Discrimination between positive and negative droplets: Measurement of soy event 356043 1% ERM (BF425c). The figure shows the droplet populations for single assays run in duplex: fluorescence amplitude (ordinate) for each droplet (abscissa). False colours represent the droplet concentration (blue for low and red for high concentrations). A temperature gradient from was applied for both the transgene and reference gene assays.

Fig. 4

Detailed effects of threshold setting and annealing temperature on measured GMO content: Results for measurement of soy event 356043 10% ERM (BF425c) for three annealing temperatures (Figure 3). Thresholds for transgene and reference gene are given on the ordinate or abscissa, respectively. GMO percentages deviating by a maximum of 2% from manually pre-defined thresholds (coloured in orange), are marked in green. The underlying target gene concentrations are given for comparison of the border regions.

Fig. 5

Effect of annealing temperature and oligonucleotide concentration: The upper part of the figure shows the droplet populations for single assays run in duplex. The PCR setup was done with two different oligonucleotide concentrations. A temperature gradient was applied for both the transgene and reference gene assays with both oligonucleotide concentrations.
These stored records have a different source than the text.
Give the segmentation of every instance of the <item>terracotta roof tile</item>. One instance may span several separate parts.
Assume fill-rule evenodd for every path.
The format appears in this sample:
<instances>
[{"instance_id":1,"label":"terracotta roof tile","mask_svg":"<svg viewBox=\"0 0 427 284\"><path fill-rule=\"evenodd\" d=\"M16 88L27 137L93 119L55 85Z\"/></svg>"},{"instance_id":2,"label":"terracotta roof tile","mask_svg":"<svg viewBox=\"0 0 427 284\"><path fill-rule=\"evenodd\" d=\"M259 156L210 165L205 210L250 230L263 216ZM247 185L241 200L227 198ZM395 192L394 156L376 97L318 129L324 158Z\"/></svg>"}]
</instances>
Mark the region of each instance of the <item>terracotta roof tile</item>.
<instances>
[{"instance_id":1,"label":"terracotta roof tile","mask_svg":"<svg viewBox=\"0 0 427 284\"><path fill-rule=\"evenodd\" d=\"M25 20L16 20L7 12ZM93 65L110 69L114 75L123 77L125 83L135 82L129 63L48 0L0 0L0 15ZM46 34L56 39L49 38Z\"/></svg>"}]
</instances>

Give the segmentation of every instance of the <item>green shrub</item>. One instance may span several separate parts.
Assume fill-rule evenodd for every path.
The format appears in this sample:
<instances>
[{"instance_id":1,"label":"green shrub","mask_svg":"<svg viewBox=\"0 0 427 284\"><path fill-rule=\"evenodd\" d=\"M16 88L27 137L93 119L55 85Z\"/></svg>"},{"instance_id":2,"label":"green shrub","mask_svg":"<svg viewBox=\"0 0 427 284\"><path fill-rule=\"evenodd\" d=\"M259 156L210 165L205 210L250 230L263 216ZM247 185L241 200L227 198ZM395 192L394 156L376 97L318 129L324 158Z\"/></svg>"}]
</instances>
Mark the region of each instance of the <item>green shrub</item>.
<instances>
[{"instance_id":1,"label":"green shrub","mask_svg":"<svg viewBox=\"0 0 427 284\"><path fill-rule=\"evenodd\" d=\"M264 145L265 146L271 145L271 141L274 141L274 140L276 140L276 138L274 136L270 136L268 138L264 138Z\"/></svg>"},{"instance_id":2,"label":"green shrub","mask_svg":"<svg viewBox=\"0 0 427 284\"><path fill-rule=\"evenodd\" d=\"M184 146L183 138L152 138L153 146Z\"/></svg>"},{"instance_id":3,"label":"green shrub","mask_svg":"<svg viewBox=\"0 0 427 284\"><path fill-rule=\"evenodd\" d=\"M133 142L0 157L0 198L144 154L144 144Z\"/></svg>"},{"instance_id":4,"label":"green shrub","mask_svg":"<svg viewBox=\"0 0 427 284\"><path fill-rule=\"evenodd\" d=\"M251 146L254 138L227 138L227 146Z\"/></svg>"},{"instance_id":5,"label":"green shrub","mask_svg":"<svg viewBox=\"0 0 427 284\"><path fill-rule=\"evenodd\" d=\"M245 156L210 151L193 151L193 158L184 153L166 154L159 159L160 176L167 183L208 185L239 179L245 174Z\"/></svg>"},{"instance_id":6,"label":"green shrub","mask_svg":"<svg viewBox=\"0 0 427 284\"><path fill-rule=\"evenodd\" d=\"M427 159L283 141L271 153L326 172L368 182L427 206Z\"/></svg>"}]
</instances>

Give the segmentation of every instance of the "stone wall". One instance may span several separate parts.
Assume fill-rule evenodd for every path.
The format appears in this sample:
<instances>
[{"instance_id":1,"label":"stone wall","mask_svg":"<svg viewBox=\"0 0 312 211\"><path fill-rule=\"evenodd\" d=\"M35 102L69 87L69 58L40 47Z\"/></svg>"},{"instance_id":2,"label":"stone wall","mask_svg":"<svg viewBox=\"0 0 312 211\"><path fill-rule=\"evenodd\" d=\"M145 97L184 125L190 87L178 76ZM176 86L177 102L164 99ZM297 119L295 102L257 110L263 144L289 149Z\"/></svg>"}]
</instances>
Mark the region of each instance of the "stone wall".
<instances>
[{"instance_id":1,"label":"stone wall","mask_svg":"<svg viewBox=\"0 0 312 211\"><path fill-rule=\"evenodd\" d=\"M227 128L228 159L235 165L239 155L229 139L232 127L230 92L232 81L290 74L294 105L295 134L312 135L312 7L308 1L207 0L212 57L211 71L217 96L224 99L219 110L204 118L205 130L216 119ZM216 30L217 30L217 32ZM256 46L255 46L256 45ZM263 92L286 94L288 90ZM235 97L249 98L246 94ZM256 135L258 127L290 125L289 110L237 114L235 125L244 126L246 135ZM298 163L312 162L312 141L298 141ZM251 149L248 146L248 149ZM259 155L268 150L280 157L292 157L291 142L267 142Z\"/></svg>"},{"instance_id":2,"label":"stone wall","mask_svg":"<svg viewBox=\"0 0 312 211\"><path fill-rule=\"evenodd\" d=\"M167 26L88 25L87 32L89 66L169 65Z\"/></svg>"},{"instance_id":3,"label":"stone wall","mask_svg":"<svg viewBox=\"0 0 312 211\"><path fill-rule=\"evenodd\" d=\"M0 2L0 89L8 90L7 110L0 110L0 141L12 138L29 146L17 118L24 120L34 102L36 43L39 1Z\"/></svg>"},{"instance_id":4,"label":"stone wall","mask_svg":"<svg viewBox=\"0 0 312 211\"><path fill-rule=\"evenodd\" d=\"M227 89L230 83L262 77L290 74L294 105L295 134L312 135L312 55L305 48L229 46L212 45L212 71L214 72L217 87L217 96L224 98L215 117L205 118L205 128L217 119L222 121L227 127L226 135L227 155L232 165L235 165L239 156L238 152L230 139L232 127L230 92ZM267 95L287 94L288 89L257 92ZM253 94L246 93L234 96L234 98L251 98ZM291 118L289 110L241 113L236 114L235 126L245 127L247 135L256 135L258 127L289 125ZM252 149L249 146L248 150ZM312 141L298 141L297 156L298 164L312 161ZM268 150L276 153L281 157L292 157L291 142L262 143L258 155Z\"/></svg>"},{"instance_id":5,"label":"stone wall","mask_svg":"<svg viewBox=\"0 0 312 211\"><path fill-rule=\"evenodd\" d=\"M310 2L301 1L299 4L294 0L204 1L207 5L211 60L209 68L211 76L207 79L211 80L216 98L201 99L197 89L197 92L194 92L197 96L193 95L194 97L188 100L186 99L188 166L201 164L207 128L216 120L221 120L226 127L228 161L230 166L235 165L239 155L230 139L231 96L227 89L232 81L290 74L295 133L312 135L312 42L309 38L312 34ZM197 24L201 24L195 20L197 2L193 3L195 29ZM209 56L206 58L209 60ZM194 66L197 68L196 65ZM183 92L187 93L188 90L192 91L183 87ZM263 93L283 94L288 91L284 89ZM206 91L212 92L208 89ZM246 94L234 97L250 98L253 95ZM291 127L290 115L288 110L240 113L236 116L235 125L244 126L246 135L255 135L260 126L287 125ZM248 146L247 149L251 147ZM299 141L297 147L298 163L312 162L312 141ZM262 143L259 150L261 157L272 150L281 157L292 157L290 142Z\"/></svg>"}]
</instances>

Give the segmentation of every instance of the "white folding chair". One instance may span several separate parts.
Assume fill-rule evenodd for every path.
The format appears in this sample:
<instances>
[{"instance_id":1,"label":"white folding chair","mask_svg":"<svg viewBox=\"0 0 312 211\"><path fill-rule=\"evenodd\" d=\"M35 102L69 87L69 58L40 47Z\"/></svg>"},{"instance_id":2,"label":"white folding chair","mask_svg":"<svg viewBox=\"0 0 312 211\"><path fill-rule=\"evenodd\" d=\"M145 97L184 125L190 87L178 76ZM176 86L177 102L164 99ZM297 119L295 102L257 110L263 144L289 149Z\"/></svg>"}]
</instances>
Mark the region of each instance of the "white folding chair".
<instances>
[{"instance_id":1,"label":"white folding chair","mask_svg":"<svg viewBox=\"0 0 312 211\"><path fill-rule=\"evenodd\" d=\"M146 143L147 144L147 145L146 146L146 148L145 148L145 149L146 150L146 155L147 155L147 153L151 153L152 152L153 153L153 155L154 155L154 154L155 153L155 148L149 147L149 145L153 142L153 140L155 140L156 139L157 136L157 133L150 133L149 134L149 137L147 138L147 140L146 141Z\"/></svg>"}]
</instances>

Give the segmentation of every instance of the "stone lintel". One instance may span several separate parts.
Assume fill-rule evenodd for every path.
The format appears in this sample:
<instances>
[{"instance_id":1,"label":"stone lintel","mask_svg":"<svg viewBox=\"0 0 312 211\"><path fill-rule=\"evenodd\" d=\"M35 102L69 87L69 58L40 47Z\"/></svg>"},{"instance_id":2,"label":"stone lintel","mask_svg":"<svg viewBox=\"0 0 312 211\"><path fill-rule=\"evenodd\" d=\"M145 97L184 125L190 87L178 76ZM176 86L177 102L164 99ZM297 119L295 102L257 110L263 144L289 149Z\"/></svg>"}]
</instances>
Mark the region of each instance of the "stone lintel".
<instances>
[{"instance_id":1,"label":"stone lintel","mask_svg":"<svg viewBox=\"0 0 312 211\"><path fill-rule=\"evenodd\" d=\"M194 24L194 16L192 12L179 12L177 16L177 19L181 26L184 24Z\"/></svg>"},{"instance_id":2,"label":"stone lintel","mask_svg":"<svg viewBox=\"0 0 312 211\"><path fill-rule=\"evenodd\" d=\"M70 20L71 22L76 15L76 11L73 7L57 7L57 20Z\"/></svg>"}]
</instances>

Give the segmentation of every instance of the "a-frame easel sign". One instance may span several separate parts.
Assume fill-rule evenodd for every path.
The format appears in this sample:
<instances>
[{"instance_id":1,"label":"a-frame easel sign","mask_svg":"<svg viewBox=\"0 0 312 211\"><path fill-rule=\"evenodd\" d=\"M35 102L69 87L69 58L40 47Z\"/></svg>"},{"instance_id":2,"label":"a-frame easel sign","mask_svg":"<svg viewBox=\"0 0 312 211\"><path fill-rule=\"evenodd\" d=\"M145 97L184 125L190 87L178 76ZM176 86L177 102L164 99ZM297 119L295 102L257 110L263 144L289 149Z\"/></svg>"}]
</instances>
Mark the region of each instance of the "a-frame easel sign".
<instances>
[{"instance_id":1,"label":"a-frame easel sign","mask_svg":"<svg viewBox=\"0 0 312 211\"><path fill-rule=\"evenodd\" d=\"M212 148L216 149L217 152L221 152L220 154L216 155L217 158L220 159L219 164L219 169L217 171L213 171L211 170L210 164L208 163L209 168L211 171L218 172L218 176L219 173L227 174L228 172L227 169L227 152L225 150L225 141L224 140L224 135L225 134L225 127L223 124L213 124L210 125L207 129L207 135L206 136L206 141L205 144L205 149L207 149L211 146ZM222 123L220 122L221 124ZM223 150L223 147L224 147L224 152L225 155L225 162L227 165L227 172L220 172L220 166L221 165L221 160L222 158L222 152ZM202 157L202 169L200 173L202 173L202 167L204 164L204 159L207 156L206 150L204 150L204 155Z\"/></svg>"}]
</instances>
The lower part of the figure shows the corresponding condensed information as Pivot charts from the matrix. For symbols refer to Fig. 6.

Fig. 6

Temperature gradients for four GM soy assays – Matrix view: The figure shows Pivot charts from our matrix. Coloured squares represent the approximate background and coloured triangles the approximate signal for the chosen Pivot options. Red, orange, light green and dark green represent none, moderate, good and very good separation, respectively.

Fig. 7

Matrix overview for soy 40-3-2 event and reference gene assays: The figure shows Pivot charts from the matrix for the detection of soy event 40-3-2 under various conditions (single and duplex PCR, normal and high primer and probe concentrations, probes from different suppliers, all at 60 °C annealing/extension temperature). For symbols refer to Fig. 6.